The werewolf couple had never once experienced a full moon outside of a locked room. For them, full moons were stressful, like doing taxes or having the neighbors over for dinner. For Maisie it was different. She felt better, calmer, more herself to have her parents with her and like her. Her mother pants. Maisie licks her mouth, apologizes in a way for every wrong thing she did since the last full moon. But she was only actually sorry her parents could not be like her all the time.
The father werewolf paced, found the now-filled hole Maisie dug, scratched at it and stopped, remembering himself. The rest of the month he's an insurance representative. He wore a tie.
At the other side of the cellar, Maisie bowed, wagged her tail, invited her mother to play.
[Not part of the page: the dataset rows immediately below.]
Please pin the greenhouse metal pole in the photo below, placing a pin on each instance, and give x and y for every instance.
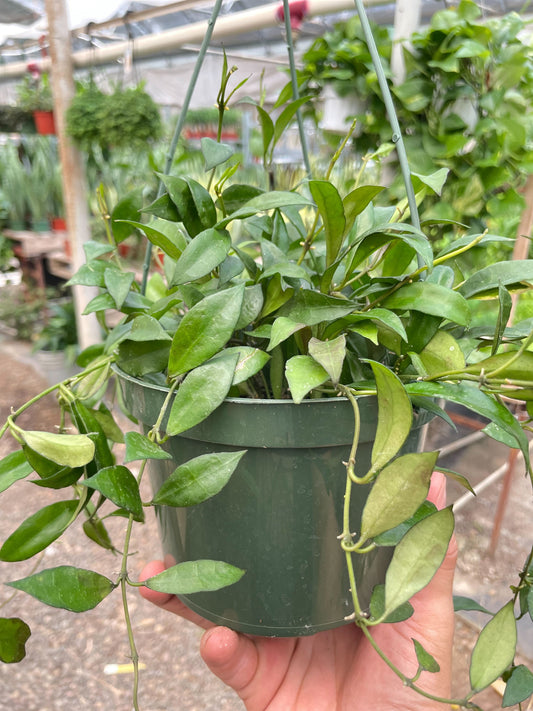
(72, 164)
(230, 25)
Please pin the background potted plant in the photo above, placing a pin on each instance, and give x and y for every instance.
(34, 94)
(298, 295)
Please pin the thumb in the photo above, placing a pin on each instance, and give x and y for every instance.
(230, 656)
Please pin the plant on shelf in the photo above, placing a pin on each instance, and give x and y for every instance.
(323, 316)
(128, 117)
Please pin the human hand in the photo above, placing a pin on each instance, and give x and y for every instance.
(336, 670)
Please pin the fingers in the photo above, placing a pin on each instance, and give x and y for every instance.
(230, 656)
(166, 601)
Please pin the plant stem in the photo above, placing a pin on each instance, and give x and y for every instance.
(397, 137)
(294, 82)
(181, 122)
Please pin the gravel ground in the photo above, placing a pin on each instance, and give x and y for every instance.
(65, 667)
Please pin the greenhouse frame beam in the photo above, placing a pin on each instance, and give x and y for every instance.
(152, 45)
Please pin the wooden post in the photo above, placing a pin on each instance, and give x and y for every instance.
(72, 163)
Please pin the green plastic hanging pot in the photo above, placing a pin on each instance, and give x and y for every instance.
(280, 515)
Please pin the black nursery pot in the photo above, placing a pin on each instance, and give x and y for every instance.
(279, 517)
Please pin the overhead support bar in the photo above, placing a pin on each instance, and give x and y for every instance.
(151, 45)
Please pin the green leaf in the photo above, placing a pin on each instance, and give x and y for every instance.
(488, 280)
(215, 153)
(519, 686)
(250, 361)
(425, 660)
(147, 328)
(138, 446)
(331, 210)
(282, 328)
(399, 490)
(138, 358)
(519, 368)
(474, 399)
(395, 535)
(430, 298)
(13, 467)
(460, 602)
(66, 450)
(202, 391)
(66, 587)
(203, 254)
(330, 355)
(304, 374)
(377, 607)
(14, 633)
(39, 530)
(204, 330)
(198, 479)
(395, 416)
(118, 284)
(311, 308)
(195, 576)
(495, 648)
(118, 485)
(165, 235)
(442, 354)
(417, 558)
(126, 209)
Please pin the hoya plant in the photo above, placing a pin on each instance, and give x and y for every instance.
(294, 295)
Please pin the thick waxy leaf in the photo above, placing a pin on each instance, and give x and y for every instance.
(198, 479)
(165, 235)
(330, 355)
(118, 485)
(395, 416)
(395, 535)
(13, 467)
(147, 328)
(215, 153)
(39, 530)
(14, 633)
(417, 558)
(311, 307)
(495, 648)
(331, 210)
(442, 354)
(195, 576)
(431, 299)
(519, 686)
(118, 284)
(66, 587)
(250, 361)
(425, 660)
(67, 450)
(138, 358)
(466, 603)
(377, 607)
(126, 209)
(138, 446)
(520, 368)
(397, 493)
(304, 374)
(476, 400)
(283, 328)
(196, 208)
(204, 330)
(202, 391)
(490, 278)
(203, 254)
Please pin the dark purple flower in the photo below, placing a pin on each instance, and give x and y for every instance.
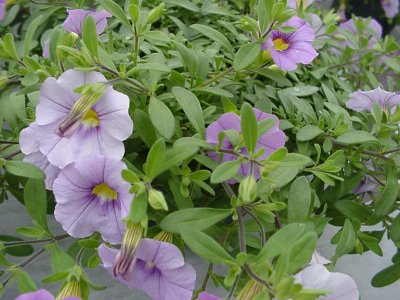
(363, 100)
(41, 294)
(273, 139)
(391, 8)
(160, 270)
(92, 196)
(289, 49)
(341, 286)
(76, 17)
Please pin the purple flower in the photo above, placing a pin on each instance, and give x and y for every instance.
(391, 8)
(316, 276)
(160, 270)
(92, 196)
(41, 294)
(76, 17)
(363, 100)
(296, 3)
(100, 131)
(372, 31)
(289, 49)
(30, 147)
(207, 296)
(273, 139)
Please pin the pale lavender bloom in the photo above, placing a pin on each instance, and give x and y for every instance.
(46, 49)
(273, 139)
(372, 31)
(160, 270)
(101, 130)
(41, 294)
(30, 147)
(296, 3)
(2, 9)
(76, 17)
(92, 196)
(316, 276)
(207, 296)
(391, 8)
(289, 49)
(364, 100)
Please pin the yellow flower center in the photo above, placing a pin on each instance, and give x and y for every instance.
(91, 119)
(102, 190)
(280, 44)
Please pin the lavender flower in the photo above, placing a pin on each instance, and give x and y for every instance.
(270, 141)
(100, 129)
(92, 196)
(391, 8)
(363, 100)
(289, 49)
(76, 17)
(160, 270)
(41, 294)
(316, 276)
(30, 147)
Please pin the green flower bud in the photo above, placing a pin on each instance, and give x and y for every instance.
(157, 200)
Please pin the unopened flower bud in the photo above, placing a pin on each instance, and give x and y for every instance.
(155, 13)
(125, 259)
(71, 289)
(157, 200)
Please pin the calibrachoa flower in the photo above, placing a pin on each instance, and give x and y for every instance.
(316, 276)
(92, 196)
(159, 270)
(391, 8)
(30, 148)
(42, 294)
(273, 139)
(363, 100)
(372, 31)
(99, 130)
(76, 17)
(289, 49)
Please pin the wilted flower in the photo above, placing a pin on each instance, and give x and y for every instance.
(316, 276)
(273, 139)
(160, 270)
(296, 3)
(391, 8)
(71, 126)
(92, 196)
(42, 294)
(364, 100)
(289, 49)
(76, 17)
(30, 148)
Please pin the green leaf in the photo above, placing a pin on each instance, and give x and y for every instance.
(249, 126)
(308, 133)
(387, 276)
(204, 246)
(299, 200)
(356, 137)
(200, 218)
(347, 239)
(246, 55)
(192, 108)
(115, 10)
(225, 171)
(35, 199)
(213, 34)
(89, 35)
(24, 169)
(155, 159)
(162, 118)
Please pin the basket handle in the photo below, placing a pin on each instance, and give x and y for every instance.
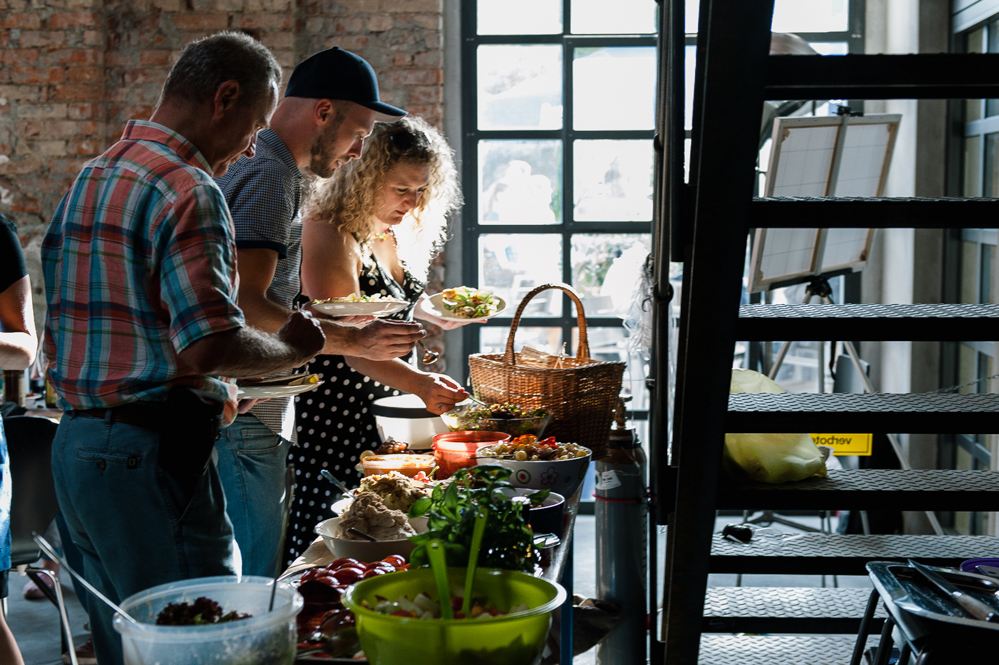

Full moons were the only time Maisie could play with her mother on her terms.
The mother werewolf playfully bit her on the side of the head. The werewolf father joined, chasing Maisie in tight circles. At the rock-filled hole, Maisie stopped, pawed at the ground, looked between her parents, and asked a question with a tilt of her head, with her perked ears.
It didn't take long for the werewolf couple to dig the rocks out and complete Maisie's work.
The night air was sticky in their fur. The pack smelled the pines and the neighbor's compost. The mother werewolf and the father werewolf had never before seen a tree with their canine eyes. They'd never lifted their legs and peed into thistle bushes, into Kentucky Bluegrass.
Maisie yipped and barked, ran ahead of them into the forest. They'd missed out on it all until now. Someone howled back--a young female wolf. The mother werewolf ran ahead, the summer air thick in her lungs and the stones sharp on her uncalloused paw pads. She called back, telling the other wolf her family was here and these woods were their woods.